1. Das Ausschreibungsverfahren wird in deutscher Sprache durchgeführt.
2. Enthalten die Vergabeunterlagen Unklarheiten oder Widersprüche bzw. verstoßen diese nach Auffassung des Bieters gegen geltendes Recht, so hat der Bieter dies unverzüglich in Textform über die Kommunikationsfunktion des Vergabeportals mitzuteilen.
3. Sämtliche verfahrensrelevanten Mitteilungen bzw. Rückfragen erfolgen über das Vergabeportal.
4. Fragen werden grundsätzlich anonymisiert über das Vergabeportal beantwortet.
5. Für die Teilnahme an diesem Verfahren werden keine Kosten/ Auslagen erstattet.
6. Das Beifügen von Allgemeinen Geschäftsbedingungen durch den Bieter führt grundsätzlich zum Ausschluss.
7. Der Auftraggeber behält sich vor, ergänzende Unterlagen zu den vorliegenden Unterlagen einzuholen.
8. Die geforderten Nachweise/Erklärungen sind für alle Mitglieder einer Bewerbergemeinschaft lückenlos vorzulegen. Es genügt, wenn die Eignung der Bietergemeinschaft in Bezug auf die wirtschaftliche und finanzielle Leistungsfähigkeit sowie die technische Leistungsfähigkeit in der Summe der Angaben der Bietergemeinschaftsmitglieder erfüllt wird.
Für Nachauftragnehmer ist mindestens das Formular 124 vorzulegen.
9. Bietergemeinschaften sind zugelassen, wenn jedes Mitglied der Bietergemeinschaft gesamtschuldnerisch haftet und dem Auftraggeber einen Ansprechpartner benennt und mit unbeschränkter Vertretungsbefugnis ausgestattet wird.
10. Bieter sind bis zum Ablauf der Zuschlags- und Bindefrist an ihr Angebot gebunden. Bei Verzögerungen der Zuschlagserteilung auf Grund eines Nachprüfungsverfahrens, sind die am Nachprüfungsverfahren beteiligten Bieter bis vier Wochen nach Rechtskraft des letztinstanzlichen Beschlusses an ihr Angebot gebunden. Beteiligte an einem Nachprüfungsverfahren, deren Angebot nicht für den Zuschlag in Betracht kommt, werden nach Aufforderung aus der Bindefrist entlassen.
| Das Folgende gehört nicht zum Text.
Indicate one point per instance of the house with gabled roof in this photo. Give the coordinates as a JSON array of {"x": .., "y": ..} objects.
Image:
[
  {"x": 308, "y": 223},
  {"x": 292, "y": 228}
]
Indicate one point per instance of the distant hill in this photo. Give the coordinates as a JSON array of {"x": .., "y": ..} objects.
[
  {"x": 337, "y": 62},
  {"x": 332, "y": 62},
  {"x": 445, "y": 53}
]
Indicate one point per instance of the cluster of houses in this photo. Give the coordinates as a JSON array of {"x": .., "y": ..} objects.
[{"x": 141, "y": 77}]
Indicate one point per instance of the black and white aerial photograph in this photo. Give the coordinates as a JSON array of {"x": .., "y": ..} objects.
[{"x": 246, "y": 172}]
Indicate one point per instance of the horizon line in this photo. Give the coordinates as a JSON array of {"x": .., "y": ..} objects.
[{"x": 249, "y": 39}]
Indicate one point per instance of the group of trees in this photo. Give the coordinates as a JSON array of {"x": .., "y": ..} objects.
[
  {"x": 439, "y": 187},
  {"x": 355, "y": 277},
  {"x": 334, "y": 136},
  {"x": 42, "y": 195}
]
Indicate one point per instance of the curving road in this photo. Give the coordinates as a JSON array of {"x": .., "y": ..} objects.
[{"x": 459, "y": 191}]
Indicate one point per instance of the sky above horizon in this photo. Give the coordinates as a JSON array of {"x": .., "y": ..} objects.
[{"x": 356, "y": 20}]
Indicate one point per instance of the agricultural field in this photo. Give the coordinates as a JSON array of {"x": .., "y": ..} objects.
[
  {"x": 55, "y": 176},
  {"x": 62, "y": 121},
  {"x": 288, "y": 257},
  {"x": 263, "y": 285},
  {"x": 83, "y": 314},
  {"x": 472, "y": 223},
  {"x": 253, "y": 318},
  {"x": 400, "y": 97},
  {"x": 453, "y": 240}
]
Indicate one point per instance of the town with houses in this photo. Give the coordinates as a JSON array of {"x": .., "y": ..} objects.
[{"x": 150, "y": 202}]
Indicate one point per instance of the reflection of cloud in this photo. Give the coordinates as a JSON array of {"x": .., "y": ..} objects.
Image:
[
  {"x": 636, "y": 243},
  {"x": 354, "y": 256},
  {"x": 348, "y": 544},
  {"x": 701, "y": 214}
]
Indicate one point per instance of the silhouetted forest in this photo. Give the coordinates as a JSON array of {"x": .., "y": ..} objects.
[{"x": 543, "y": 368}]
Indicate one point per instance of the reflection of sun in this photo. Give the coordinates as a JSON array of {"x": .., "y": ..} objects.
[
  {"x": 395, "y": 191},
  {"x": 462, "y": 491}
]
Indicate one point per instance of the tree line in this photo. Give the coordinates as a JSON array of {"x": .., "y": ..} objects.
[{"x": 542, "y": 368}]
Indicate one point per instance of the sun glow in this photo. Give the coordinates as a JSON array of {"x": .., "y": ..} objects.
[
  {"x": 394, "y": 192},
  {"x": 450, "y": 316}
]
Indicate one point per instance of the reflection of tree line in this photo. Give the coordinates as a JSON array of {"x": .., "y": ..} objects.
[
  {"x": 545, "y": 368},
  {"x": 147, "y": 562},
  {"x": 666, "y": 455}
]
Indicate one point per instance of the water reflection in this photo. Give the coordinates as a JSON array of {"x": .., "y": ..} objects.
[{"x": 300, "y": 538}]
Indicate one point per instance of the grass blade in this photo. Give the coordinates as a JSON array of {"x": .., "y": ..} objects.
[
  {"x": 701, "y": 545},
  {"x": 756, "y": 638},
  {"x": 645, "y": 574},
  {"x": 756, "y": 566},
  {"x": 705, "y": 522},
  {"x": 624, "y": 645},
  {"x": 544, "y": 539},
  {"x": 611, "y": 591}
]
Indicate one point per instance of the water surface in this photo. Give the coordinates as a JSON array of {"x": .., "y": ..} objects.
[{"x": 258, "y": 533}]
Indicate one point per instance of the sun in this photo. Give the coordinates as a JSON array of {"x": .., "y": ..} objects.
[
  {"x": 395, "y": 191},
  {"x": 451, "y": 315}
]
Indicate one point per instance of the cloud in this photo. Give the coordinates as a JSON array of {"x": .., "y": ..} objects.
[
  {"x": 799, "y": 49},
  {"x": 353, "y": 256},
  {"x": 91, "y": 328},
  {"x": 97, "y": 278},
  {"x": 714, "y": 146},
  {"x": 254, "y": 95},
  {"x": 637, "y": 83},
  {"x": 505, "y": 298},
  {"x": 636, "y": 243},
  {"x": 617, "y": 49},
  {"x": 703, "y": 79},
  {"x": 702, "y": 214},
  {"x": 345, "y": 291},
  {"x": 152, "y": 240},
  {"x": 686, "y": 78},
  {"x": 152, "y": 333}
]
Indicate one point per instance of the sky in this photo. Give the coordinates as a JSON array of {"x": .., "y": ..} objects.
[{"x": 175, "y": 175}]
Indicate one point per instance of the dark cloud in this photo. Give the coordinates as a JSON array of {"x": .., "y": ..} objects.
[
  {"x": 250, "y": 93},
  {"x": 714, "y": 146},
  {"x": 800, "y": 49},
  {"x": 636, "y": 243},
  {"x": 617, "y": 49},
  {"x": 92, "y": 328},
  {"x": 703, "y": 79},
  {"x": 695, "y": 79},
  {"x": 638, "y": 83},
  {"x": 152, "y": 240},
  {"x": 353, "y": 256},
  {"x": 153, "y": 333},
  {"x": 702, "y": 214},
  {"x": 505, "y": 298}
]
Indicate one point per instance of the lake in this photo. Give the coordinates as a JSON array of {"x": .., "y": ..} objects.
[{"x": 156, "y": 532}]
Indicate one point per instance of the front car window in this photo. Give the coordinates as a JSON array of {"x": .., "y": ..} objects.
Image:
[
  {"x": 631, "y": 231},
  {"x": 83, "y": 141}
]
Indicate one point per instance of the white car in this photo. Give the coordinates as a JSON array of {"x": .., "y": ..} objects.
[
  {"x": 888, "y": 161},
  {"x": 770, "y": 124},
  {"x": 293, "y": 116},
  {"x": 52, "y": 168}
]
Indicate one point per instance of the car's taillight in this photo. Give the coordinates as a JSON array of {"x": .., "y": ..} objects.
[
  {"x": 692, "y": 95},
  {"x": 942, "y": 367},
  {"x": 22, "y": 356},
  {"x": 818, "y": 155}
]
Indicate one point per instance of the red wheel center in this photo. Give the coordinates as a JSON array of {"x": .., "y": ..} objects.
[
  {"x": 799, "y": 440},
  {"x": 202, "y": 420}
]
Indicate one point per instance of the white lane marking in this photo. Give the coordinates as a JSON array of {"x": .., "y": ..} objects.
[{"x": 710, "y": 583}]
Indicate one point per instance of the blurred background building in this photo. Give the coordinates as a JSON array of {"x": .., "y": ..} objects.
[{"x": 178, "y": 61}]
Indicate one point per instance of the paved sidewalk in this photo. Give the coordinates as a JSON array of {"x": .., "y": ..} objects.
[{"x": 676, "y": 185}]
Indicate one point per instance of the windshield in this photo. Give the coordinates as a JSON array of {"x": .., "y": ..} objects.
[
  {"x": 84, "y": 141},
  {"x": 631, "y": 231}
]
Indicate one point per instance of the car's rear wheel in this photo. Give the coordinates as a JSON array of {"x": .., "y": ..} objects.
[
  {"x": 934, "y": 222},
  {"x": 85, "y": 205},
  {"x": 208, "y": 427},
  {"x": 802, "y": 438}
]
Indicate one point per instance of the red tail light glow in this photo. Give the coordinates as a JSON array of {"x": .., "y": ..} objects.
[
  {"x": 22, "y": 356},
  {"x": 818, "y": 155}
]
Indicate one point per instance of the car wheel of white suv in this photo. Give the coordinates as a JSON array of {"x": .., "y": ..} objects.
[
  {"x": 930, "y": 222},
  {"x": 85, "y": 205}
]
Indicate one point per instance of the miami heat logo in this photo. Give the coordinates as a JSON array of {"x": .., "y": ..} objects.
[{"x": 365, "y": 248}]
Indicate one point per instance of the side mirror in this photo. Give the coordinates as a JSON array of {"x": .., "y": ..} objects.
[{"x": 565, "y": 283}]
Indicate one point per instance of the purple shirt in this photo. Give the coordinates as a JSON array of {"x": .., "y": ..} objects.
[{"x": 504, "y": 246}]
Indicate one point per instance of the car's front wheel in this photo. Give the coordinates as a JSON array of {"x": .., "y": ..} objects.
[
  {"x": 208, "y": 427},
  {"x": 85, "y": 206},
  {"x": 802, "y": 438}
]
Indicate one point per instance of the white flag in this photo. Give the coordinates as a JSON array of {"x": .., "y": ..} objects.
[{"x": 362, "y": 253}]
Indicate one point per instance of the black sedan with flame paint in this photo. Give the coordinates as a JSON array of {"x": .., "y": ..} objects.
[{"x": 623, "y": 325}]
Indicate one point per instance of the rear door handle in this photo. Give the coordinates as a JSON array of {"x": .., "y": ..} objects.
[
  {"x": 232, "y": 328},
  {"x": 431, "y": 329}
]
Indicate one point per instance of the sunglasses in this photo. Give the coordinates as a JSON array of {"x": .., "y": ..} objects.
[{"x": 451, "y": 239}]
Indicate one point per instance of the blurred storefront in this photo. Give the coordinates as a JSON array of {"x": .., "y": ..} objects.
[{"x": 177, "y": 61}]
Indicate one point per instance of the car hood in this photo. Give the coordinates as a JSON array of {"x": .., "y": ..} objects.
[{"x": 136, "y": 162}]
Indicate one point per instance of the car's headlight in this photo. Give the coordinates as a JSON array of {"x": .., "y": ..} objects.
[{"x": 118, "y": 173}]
Gleiches gilt für alle Bieter unter den Voraussetzungen der §§ 313 und 314 BGB.
11. Preisnachlässe werden nur berücksichtigt, wenn sie eindeutig ausgewiesen sind und pauschal auf die gesamte Angebotssumme gewährt werden. Preisnachlässe (einschließlich Gutschriften oder Preisreduzierungen), die in Einzelpositionen oder Nebenangeboten enthalten sind, sind unzulässig. Angebote, die derartige Preisnachlässe enthalten, gelten als nicht eindeutig im Sinne des § 42 UVgO und werden vom weiteren Vergabeverfahren ausgeschlossen.